Jane’s stomach rolled. “So you decided you had to make me fall out of love with you?” She demanded, standing up and pacing across the room. “That if you treated me meanly enough, I would realise our marriage had been an awful mistake and I would leave you?”

“Don’t you get it?” He responded, his voice rising to match hers. “I beefed up my security system here, and I did everything I could to keep you out of my public life. I would have taken you everywhere with me, Jane, if I hadn’t been living with the fear that every outing put you in increased danger.” He put his hands on her hips, trying to get through to her. “I kept you here because I loved you, not because I wanted you to go. I wanted nothing more, in that year we were married, than to be with you. I told myself that I was enough. That what we shared in bed would be enough. That it would keep you happy.
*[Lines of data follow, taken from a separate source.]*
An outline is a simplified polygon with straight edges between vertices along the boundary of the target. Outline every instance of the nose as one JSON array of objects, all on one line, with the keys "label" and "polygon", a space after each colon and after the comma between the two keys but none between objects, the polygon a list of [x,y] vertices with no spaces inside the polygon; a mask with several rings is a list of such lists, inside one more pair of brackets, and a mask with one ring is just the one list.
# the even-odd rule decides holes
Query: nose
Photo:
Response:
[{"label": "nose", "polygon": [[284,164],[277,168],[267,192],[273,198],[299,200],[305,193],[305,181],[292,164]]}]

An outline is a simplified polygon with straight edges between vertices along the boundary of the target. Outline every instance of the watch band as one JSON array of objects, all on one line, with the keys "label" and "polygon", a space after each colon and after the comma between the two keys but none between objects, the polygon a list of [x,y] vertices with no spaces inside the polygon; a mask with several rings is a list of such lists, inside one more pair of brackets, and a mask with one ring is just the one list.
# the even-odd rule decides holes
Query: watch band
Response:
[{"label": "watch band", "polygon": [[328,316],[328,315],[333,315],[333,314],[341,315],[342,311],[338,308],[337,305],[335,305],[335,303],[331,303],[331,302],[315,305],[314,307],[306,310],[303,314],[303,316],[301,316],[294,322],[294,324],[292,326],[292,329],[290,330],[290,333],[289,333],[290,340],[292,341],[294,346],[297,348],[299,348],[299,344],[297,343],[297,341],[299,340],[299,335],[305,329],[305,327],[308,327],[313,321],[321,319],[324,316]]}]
I thought… I thought you were.”

Jane wriggled out of his grip, and turned to stare out of the window. “I wasn’t,” she said honestly.

“I understand that now.” He shoved his hands deep in his pockets and stared at the same sight she was. Beyond them, the view of Rome was a majestic carpet in the early afternoon sun.

“You should have told me all this then.”

Carlo was very still. Should he have? He’d wondered that himself. But she’d been so young. So unused to the ways of the sophisticated world he moved in. And the shame he’d carried because of the blood in his veins… how could he explain that to her?

“That night,” Jane said quietly, her body unmoving. “The night before I left, I mean. You came to our room and said that you shouldn’t have married me. You meant… what did you mean?”

His eyes flecked with remembered pain, but he didn’t speak.

“What is it, Carlo? Tell me. I need to know.”

“It’s… dealt with now,” he said stiffly.

“No.” She shook her head, her insistence growing stronger. “Those words have haunted me. For three years, I have seen you in my mind. I’ve heard you saying them to me again and again. I need to know. Why?”

His throat moved as he swallowed, and his eyes assumed a faraway look. “That night…” He cleared his throat, and tried to focus on that horrible period of time. “It was the opening of a hospital. I had committed to

go two years earlier, and I knew it was important.” He shifted in his seat.

“Go on,” Jane was very still. She could sense that he was about to reveal something she’d been missing. Something she needed to know.

“You were in our bedroom, and I was in my study. I was about to leave, when my phone rang.” His eyes were clouded with visible anguish. “It was Tony Parelli. My father.” He spat the words out; it disgusted him to refer to his murderous father by name.